4)      Contribute to Charities Tax Free – The new law allows taxpayers who are 70 ½ or older to make contributions to charitable organizations directly from IRAs without paying tax on the amount contributed from the IRA.  Taxpayers can make these contributions during January of 2011 and have them apply to their 2010 taxes.  Each taxpayer can contribute up to $100,000 for 2010 and 2011.  Contributions for 2010 can be made until April 18, 2011.

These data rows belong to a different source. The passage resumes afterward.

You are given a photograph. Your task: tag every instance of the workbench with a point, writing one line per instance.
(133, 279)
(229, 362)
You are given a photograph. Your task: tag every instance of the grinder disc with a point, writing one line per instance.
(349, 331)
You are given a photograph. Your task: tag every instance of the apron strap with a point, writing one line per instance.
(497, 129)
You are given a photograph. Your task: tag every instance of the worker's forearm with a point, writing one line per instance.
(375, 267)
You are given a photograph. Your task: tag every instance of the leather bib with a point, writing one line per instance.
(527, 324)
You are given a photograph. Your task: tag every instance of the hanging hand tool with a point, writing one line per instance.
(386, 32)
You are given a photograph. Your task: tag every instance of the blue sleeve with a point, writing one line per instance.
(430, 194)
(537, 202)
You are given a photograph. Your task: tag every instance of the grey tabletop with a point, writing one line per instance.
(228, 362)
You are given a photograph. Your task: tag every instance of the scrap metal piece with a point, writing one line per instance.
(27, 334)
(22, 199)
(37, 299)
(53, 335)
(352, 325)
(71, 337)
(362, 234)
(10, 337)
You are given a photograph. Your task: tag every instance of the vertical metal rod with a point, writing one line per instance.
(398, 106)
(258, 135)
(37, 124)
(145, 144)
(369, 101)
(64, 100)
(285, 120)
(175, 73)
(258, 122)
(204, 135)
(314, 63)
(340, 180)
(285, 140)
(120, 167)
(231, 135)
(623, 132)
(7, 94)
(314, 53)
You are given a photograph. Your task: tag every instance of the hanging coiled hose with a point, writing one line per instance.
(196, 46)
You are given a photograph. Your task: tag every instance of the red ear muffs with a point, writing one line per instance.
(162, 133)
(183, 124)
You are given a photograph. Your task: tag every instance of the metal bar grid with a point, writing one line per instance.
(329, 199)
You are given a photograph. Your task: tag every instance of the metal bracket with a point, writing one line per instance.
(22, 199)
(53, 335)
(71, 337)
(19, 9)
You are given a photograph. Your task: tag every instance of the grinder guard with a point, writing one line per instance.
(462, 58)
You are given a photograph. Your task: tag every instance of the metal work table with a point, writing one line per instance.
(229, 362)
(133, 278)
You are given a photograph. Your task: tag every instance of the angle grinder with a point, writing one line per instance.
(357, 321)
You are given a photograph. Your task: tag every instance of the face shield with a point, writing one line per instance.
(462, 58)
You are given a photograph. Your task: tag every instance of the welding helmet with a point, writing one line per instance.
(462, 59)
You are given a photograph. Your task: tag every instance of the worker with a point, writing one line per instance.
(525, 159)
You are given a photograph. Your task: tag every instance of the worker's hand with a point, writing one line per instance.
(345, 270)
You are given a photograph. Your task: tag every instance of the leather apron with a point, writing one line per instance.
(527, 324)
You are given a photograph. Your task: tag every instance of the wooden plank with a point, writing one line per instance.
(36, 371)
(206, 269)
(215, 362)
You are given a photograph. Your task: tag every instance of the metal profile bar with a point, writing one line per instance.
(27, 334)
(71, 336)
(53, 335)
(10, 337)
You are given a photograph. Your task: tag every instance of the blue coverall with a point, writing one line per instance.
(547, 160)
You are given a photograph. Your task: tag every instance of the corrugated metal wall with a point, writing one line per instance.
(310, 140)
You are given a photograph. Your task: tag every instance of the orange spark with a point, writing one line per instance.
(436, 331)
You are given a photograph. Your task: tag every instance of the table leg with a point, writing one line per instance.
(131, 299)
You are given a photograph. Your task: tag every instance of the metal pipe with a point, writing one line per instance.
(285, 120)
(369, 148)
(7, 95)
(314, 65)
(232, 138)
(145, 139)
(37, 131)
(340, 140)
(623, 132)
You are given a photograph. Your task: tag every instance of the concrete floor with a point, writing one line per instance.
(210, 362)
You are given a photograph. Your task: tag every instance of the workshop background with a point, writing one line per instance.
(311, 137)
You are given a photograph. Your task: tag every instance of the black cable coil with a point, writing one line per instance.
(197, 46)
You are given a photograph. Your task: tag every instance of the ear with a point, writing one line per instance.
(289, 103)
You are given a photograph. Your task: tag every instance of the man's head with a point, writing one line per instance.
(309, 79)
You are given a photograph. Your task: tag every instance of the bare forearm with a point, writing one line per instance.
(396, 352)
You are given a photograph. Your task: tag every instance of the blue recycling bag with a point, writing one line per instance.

5)      Offset Education Costs – Amount the tax rules that taxpayers can use to offset 2010 education costs are the following:

  • The American Opportunity Credit offers eligible taxpayers up to $2,500 per student for qualifying 2010 tuition and expenses, including books and computer equipment.  The American Opportunity Credit can be used by students for the first four years of post-secondary education expenses.  Importantly, taxpayers who pay no taxes may qualify for a refund of up to $1000.  The new tax law extends the American Opportunity Credit through 2012.
  • An “above-the-line” deduction offers eligible taxpayers as much as $2,500 for interest paid on student loans, even if they don’t itemize deductions.  The new tax law extends this deduction and increases the phase-out range.
  • Section 529 college savings plans give parents, grandparents and others a way to contribute after-tax dollars in order to have earnings and interest accumulate free of federal and in some cases, state taxes.  No federal income taxes are paid on withdrawals from the accounts.

 

6)      Take Tax Credits for Energy-Efficient Home Improvements – Homeowner’s who installed certain energy-efficient heating and air conditioning systems; water heaters, doors and windows, insulation and roofs are eligible to receive a credit to help reduce the costs.  Taxpayers who did not take advantage of the credit in 2010 have an opportunity to do so in 2011, under the new tax law.  A credit is available for homeowners who invest in green energy equipment, too.  Such equipment includes solar electric systems, solar hot water heaters, geothermal heat pumps and wind turbines.

7)      Consider Deducting State and Local Sales Taxes – Taxpayers can choose to take an itemized deduction for state and local general sales taxes on their 2010 taxes instead of the itemized deduction for state and local income taxes.  Taking a deduction for sales taxes can mean a lower tax bill for taxpayers who make such a major purchase as a motor vehicle during the year or who live in states that do not have an income tax.  The new tax law extends this option through 2011.

8)      Choose Better Estate Tax Method – Taxpayers, who inherited property in 2010 when no estate tax applies, get nine months under the new tax law to choose whether to use the new estate tax rules (35 percent top rate and $5 million exemption) or no estate tax with the estate’s assets generally being subject to the carryover basis rules.  Carryover basis rules result in transfer of the decedent’s adjusted basis (typically, the owner’s original purchase price) to the beneficiaries.  Historically, the basis of an estate’s assets have been established using stepped-up basis rules, which consider basis to be the fair market value of the assets at the time of the owner’s death.

9)      Defer Compensation – Since tax rates will remain at current levels for the next two years, taxpayers may want to consider deferring payments into 2011 from such compensation sources as pensions, retirement plans and stock options.